Court date set for growth cap
An Aug. 14 court hearing could determine if Douglas County residents get a chance to vote in November on the Sustainable Growth Initiative.
The SGI committee’s lawyer, Patty Cafferata, said Thursday she will be the lone attorney arguing whether the growth cap initiative should remain on November’s ballot during the hearing.
The Douglas District Court hearing before Judge David Gamble will feature oral arguments about the Sustainable Growth Initiative lawsuit. Cafferata expects to file a response Aug. 12 to the lawsuit.
If voters approve the ballot initiative Nov. 5, housing construction in Carson Valley would be limited to 280 new dwelling units per year.
Douglas County District Attorney Scott Doyle said Gamble could rule on the issue after the hearing’s conclusion or take it under advisement and decide later.
Doyle represents the county, which was sued last week along with the SGI committee by a Minden casino developer. Doyle agrees with the position outlined by the developer, Nevada Northwest, LLC.
Doyle does not dispute Nevada Northwest’s claims that voters shouldn’t determine zoning issues such as building permit allocations.

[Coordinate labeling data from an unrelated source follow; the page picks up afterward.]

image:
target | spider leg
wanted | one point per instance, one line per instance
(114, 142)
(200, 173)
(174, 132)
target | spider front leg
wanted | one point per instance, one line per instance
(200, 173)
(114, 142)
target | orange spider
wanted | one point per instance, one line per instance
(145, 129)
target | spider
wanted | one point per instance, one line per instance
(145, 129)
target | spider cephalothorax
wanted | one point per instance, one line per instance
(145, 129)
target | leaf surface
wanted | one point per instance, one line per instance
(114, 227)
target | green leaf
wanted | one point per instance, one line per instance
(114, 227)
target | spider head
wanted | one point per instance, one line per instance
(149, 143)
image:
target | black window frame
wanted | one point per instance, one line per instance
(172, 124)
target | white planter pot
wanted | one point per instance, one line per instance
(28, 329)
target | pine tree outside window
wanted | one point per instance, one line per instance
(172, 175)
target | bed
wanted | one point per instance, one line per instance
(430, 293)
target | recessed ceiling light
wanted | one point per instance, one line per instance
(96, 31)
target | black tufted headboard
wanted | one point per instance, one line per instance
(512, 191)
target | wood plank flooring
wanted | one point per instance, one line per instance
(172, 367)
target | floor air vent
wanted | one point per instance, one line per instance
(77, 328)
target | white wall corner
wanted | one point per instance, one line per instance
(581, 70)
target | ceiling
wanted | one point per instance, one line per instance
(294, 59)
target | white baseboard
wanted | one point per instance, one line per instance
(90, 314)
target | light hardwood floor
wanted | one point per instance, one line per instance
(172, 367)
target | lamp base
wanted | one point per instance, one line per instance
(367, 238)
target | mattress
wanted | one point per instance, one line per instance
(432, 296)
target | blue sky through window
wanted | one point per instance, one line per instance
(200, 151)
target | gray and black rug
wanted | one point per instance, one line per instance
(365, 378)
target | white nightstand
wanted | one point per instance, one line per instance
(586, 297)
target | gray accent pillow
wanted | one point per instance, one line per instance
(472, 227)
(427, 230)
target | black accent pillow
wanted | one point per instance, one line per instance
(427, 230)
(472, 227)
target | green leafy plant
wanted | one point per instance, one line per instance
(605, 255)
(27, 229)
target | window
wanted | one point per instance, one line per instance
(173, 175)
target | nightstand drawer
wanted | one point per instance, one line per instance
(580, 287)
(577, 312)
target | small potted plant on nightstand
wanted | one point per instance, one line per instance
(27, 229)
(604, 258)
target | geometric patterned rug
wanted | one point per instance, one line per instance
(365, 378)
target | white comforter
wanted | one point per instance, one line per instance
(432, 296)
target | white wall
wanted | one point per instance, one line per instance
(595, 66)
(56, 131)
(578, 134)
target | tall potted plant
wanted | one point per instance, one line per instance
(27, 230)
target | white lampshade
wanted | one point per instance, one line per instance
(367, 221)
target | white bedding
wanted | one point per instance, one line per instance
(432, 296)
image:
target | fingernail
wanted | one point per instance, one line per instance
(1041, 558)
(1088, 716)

The state Legislature has decreed, and has been supported by the judicial system, that county commissioners control zoning issues, including building allocation limits like the growth cap, Doyle said.

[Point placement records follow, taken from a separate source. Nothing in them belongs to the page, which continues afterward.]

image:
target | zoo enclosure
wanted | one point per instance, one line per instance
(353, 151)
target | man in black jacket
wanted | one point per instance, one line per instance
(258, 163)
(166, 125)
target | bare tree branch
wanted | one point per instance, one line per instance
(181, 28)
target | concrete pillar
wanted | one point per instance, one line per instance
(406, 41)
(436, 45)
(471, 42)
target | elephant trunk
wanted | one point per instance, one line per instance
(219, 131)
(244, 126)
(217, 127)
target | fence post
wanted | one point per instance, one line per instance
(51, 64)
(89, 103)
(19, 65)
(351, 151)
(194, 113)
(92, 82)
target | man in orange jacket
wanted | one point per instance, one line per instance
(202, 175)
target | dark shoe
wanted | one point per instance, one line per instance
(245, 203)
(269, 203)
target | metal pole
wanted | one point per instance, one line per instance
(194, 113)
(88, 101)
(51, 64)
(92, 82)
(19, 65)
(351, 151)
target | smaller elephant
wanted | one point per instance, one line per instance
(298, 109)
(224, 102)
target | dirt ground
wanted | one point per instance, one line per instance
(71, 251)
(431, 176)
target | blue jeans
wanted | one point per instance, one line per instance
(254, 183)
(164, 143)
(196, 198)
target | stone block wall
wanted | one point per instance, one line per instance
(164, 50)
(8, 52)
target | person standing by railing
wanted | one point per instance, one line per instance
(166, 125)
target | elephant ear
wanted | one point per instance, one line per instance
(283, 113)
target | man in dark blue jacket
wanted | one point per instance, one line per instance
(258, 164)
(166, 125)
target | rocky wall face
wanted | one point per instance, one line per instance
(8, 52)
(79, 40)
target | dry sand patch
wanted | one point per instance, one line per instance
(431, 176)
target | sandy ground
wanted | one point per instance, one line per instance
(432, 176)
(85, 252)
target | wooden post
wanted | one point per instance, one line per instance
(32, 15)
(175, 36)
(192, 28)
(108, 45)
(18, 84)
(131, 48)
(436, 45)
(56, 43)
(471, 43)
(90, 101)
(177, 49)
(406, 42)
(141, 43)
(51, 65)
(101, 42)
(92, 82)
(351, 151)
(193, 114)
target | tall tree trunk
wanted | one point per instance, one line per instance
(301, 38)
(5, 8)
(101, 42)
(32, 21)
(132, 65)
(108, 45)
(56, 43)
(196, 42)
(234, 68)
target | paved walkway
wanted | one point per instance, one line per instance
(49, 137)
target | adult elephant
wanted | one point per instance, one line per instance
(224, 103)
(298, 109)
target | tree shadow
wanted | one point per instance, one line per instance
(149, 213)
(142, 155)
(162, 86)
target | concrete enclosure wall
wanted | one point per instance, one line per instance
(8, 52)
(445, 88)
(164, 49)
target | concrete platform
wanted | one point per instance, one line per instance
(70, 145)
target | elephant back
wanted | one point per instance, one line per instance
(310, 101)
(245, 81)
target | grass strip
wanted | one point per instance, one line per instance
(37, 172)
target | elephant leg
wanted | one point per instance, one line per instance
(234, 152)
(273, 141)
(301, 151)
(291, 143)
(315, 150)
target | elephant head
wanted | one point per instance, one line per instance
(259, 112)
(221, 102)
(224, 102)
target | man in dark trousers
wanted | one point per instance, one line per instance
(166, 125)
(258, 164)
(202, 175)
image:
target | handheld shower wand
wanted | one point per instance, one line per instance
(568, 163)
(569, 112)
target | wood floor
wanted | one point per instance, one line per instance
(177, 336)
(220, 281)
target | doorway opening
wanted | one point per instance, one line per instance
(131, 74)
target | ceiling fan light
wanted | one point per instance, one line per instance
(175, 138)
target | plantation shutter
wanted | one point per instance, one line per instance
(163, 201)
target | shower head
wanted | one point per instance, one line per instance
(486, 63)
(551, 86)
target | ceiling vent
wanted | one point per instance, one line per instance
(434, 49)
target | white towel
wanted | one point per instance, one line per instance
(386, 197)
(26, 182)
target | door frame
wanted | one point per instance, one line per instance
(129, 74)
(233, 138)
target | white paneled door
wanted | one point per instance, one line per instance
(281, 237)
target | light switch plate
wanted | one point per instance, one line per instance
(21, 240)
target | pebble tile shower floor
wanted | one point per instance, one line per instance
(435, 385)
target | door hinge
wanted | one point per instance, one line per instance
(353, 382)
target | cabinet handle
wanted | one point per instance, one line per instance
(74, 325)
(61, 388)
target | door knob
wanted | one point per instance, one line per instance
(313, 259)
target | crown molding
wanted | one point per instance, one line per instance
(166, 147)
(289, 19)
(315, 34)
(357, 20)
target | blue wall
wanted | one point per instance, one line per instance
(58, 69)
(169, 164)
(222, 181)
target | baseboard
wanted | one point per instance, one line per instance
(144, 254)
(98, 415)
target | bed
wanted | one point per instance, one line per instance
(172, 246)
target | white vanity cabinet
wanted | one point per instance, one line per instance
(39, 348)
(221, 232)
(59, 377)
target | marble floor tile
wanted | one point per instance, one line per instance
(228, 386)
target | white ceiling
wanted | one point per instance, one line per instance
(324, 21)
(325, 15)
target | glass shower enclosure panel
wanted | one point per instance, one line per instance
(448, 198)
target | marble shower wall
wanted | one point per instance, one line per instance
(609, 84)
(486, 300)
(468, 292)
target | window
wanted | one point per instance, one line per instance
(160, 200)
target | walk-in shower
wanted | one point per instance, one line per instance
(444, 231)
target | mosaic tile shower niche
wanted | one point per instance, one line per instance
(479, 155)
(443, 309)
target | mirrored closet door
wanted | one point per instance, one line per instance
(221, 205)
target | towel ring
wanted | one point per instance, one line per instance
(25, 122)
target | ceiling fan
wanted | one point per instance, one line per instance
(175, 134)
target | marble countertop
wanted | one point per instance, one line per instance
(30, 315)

Cafferata said she was surprised to learn she’s the only attorney defending the growth cap initiative.
“(Doyle’s) supposed to be in opposition” to Nevada Northwest, Cafferata said. “I was quite surprised to see his response.”
Sustainable Growth Comittee Co-Chair John Garvin said Doyle left it to his group to carry the challenge through court.
“The county has kind of rolled over,” Garvin said Friday.
A halfDday of arguments are scheduled are scheduled to start Aug. 14 at 1:30 p.m.
The county’s position on the legality of the SGI committee’s actions changed in late July when a court decision was issued on the Fuji Park case in Carson City, Doyle said. When the SGI process started, the issue was considered appropriate for elections.
The latest court decision means it’s now appropriate for courts to disallow zoning initiatives prior to voters casting ballots, Doyle said.
Initiatives are the wrong way to handle zoning, Doyle said.
“You can’t zone by initiative,” Doyle said.
Garvin said regardless of Gamble’s ruling, the matter will likely be appealed on a fast-track basis to the Nevada Supreme Court.
Garvin added court rulings surrounding Fuji Park in Carson City have “emasculated” Nevada’s initiative process.
“We’re not happy with that direction,” Garvin said.
Also, Douglas County Clerk-Treasurer Barbara Reed wrote in an affidavit she must know the initiative’s status by Sept. 17 to have sample ballots printed before the state’s Sept. 26 deadline.